We come back to `doorkeeper-mongodb`, and check the difference with latest
commit:

    doorkeeper 2.2-stable % cd ..
    doorkeeper-mongodb master % git diff
    diff --git a/doorkeeper b/doorkeeper
    index b62dcad..9c8ba77 160000
    --- a/doorkeeper
    +++ b/doorkeeper
    @@ -1 +1 @@
    -Subproject commit b62dcad046564a0e535e6ac17226fc33778a2cde
    +Subproject commit 9c8ba7705a0af17b76990f4fbd83f5fbe5c3f9bf

If we were to commit in `doorkeeper-mongodb`, the only change we commit
is that SHA reference difference and not all the changes that happened between
`master` and `2.2-stable`. The next time we update the submodule it will be at
that revision.

To run the specs as part of the extension's suite, before the `spec` task a new
`load_doorkeeper` task is run. We make that happen with these additions to the
`Rakefile`:

```ruby
task :load_doorkeeper do
  `git submodule init`
  `git submodule update`
  `cp -r -n doorkeeper/spec .`
  `bundle exec rspec`
end

task spec: :load_doorkeeper
```

After the submodule initialization, it copies doorkeeper's specs into the
extension's root path. The copy happens with the `-n` flag, which prevents `cp`
from overwriting files that already exist, allowing overrides. The User model
from the dummy test app, for example, needs to stay configured with MongoDB
rather than upstream's ActiveRecord.

## See the code

The two Pull Requests for this project split are:

* [doorkeeper-gem/doorkeeper#648](https://github.com/doorkeeper-gem/doorkeeper/pull/648)
* [doorkeeper-gem/doorkeeper-mongodb#2](https://github.com/doorkeeper-gem/doorkeeper-mongodb/pull/2)

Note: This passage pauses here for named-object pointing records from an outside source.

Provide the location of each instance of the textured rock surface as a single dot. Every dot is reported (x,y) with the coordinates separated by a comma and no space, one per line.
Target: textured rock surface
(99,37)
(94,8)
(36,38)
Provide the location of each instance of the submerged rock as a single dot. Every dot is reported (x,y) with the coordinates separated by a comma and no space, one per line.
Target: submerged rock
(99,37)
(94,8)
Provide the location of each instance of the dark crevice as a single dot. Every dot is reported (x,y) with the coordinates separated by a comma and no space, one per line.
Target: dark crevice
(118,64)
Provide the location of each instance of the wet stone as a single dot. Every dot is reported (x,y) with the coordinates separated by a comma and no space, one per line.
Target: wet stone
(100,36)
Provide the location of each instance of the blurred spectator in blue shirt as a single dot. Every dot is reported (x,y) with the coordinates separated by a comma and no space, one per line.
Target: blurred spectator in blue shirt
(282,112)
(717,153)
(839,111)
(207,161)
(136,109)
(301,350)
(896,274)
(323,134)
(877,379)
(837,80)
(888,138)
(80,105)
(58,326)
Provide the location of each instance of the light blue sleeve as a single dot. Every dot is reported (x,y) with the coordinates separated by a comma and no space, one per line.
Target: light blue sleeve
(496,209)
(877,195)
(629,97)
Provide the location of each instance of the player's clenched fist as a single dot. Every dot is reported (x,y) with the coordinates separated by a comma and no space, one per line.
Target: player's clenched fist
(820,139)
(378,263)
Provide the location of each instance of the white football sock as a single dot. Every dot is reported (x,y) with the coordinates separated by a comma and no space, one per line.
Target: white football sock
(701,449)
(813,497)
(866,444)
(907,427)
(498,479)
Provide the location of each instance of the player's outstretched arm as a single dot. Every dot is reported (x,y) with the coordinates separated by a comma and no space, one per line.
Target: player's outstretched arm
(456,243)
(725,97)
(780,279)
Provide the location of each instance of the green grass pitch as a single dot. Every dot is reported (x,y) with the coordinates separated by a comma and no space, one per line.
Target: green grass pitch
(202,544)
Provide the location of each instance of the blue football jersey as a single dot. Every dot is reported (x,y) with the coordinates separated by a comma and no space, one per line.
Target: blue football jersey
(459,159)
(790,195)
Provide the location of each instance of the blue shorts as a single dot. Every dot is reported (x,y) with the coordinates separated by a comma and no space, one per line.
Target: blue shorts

Both have several hundred lines of deletions: ORM specifics from the former, and
the preexisting `spec/` from the latter.

## What's next

New doorkeeper (version `3.0.0.rc1` as of today) works in the same way for
ActiveRecord and MongoDB projects, with a slightly different code loading
behavior for MongoDB users. If you would like to upgrade and use ActiveRecord,
just bump the major version! If you are a MongoDB user, append `-mongodb` to the
`doorkeeper` gem in your Gemfile, like:

```diff
diff --git a/Gemfile b/Gemfile
index b23e48a..84a4dac 100644
--- a/Gemfile
+++ b/Gemfile
@@ -12,7 +12,7 @@ gem "bourbon", "~> 3.2.1"
 gem "clearance", "~> 1.8.0"
 gem "coffee-rails"
 gem "paperclip", "~> 4.2.1"
-gem "doorkeeper", "2.0.0"
+gem "doorkeeper-mongodb", "~> 3.0.0.rc1"
 gem "dynamic_form", "~> 1.1.4"
 gem "flutie"
 gem "font-awesome-rails"
```

Please let us know if you run into any issues, so we can release a stable `3.0.0`
version. You can check the [NEWS] file to check other changes you might need to
make to run on the latest version. It should be a seamless upgrade for most
users.

[NEWS]: https://github.com/doorkeeper-gem/doorkeeper/blob/master/NEWS.md

doorkeeper is now (really) open to extension: to the default ActiveRecord
choice, we add the preexisting MongoDB ORM code as a plugin, which in turn sets
an example for how to add new non-Omniauth features to doorkeeper. Looking
forward to seeing and helping with new doorkeeper extensions!